The hidden cost of NAT Gateways (and how to cut it)
NAT Gateways quietly bleed money on data processing. Here’s how to find and fix it.
The line item that made me do a double-take on our bill wasn't EC2 or RDS, it was "NAT Gateway" at over $4,000 a month. We had three of them (one per AZ, as the docs suggest), and the data processing charges dwarfed the hourly cost. NAT Gateways are one of the sneakiest costs in AWS because they bill twice: an hourly rate and a per-GB charge on everything that flows through them.
Here's where that money actually goes and the three changes that cut ours by more than half.
How a NAT Gateway bills
A NAT Gateway exists so resources in private subnets can reach the internet (and AWS public endpoints) without a public IP. It charges on two axes:
- Hourly, about $0.045/hour, roughly $32/month per gateway, regardless of traffic.
- Data processing, about $0.045 per GB that passes through it, in addition to normal data transfer charges.
That per-GB processing fee is the killer. Every gigabyte your private instances pull from S3, ECR, or any AWS service over the public path gets the NAT processing charge stacked on top of regular transfer. At terabytes per month, the processing fee alone runs into thousands.
Cut #1: VPC endpoints for AWS traffic
The biggest win is realizing most "internet" traffic from private subnets isn't internet at all, it's traffic to AWS services like S3, ECR, DynamoDB, and CloudWatch. Route that through VPC endpoints and it never touches the NAT Gateway, so it skips the processing fee entirely.

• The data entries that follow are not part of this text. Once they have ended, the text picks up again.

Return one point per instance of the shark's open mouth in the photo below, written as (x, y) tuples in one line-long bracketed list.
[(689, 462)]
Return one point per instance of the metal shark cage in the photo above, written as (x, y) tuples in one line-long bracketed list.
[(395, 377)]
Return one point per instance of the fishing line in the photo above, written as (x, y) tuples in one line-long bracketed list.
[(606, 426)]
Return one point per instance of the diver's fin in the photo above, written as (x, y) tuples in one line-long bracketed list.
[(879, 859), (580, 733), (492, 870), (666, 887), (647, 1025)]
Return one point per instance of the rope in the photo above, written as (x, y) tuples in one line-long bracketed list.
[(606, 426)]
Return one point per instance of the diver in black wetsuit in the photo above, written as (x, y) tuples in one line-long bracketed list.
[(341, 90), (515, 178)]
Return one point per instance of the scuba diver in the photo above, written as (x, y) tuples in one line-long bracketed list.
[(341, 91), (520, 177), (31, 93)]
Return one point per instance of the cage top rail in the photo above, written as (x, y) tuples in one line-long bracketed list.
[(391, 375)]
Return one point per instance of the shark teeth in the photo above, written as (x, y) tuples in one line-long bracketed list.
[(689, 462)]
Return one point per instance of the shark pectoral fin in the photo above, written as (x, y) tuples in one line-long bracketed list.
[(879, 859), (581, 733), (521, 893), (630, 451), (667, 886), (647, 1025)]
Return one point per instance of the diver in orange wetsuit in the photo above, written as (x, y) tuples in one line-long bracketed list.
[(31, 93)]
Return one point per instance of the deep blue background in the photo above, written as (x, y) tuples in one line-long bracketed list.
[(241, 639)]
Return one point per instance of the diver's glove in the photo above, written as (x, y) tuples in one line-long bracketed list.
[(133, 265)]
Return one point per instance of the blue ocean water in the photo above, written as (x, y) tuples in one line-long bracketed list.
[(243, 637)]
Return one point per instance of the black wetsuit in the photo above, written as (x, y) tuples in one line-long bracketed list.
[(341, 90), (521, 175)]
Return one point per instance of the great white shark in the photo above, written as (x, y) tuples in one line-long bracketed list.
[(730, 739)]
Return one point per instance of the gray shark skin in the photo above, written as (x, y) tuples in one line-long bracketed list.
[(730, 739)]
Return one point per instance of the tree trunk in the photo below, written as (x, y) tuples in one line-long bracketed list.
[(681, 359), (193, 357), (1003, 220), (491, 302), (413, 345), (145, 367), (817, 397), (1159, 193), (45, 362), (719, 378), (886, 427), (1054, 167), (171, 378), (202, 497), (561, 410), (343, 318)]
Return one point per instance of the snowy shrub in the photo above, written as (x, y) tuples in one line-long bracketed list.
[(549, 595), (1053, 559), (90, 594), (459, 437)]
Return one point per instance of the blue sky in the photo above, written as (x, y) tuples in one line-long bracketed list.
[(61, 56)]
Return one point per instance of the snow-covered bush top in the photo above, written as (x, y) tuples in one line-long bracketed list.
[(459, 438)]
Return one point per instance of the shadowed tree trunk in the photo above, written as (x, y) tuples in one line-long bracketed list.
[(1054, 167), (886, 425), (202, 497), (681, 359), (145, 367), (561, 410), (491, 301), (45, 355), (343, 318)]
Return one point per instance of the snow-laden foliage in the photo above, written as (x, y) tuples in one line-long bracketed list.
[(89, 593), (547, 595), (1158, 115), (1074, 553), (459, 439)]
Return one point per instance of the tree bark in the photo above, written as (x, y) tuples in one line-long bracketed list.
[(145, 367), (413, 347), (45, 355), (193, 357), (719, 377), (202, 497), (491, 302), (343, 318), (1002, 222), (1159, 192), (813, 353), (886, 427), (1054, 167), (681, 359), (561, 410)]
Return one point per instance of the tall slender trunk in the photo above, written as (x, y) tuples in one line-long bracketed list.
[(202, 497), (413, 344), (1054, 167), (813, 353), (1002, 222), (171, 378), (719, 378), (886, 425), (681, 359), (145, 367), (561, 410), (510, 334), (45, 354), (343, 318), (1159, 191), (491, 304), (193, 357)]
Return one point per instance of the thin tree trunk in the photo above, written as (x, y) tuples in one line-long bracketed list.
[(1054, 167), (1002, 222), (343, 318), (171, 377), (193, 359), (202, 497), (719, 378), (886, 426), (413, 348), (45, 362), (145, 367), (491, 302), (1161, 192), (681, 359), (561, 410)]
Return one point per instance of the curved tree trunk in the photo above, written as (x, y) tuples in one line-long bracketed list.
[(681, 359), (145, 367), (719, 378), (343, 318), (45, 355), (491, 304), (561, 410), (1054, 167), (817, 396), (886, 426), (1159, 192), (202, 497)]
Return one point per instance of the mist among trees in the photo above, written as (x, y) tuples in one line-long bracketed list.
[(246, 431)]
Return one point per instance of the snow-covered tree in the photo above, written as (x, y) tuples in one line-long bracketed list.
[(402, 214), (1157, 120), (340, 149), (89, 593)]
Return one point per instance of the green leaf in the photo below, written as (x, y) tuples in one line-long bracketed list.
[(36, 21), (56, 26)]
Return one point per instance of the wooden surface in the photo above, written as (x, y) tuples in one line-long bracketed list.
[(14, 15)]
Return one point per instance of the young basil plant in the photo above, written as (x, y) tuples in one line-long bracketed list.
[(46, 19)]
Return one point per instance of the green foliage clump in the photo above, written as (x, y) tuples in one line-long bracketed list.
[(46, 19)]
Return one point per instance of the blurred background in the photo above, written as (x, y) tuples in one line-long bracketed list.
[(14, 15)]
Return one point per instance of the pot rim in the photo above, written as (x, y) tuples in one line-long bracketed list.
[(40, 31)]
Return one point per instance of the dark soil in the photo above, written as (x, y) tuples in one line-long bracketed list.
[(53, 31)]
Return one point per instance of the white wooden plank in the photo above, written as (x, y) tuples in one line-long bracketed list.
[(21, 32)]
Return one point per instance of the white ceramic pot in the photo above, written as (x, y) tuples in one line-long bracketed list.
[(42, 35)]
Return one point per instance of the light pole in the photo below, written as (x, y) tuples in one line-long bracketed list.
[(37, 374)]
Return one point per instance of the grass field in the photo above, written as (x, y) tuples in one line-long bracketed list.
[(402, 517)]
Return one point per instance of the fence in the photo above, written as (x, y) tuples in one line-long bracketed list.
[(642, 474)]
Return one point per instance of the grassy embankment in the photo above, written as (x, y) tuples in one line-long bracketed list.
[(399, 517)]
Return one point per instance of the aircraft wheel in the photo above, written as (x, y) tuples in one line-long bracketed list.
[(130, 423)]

There are two kinds, and the distinction matters for cost:
| Type | Used by | Cost |
|---|---|---|
| Gateway endpoint | S3, DynamoDB | Free |
| Interface endpoint (PrivateLink) | ECR, CloudWatch, SQS, etc. | ~$0.01/hr + ~$0.01/GB |
Gateway endpoints for S3 and DynamoDB are free, there is no reason not to add them. They removed the single largest chunk of our NAT traffic (ECR image pulls and S3 reads from a data pipeline).
resource "aws_vpc_endpoint" "s3" {
vpc_id = aws_vpc.main.id
service_name = "com.amazonaws.us-east-1.s3"
vpc_endpoint_type = "Gateway"
route_table_ids = [aws_route_table.private.id]
}
resource "aws_vpc_endpoint" "ecr_dkr" {
vpc_id = aws_vpc.main.id
service_name = "com.amazonaws.us-east-1.ecr.dkr"
vpc_endpoint_type = "Interface"
subnet_ids = aws_subnet.private[*].id
private_dns_enabled = true
}
Interface endpoints cost a little, so do the math: if you pull many GB of container images per day, the ECR interface endpoint is far cheaper than NAT processing. For light traffic it may not pay off.
Cut #2: right-size your AZ redundancy
The standard advice is one NAT Gateway per AZ for high availability, and for production that's correct, because a single NAT in one AZ is a cross-AZ failure point (and cross-AZ traffic to reach it also costs extra). But for dev and staging, three gateways is overkill. We collapsed non-prod to a single NAT Gateway and accepted the reduced redundancy, removing two gateways' worth of hourly and processing charges per non-prod VPC.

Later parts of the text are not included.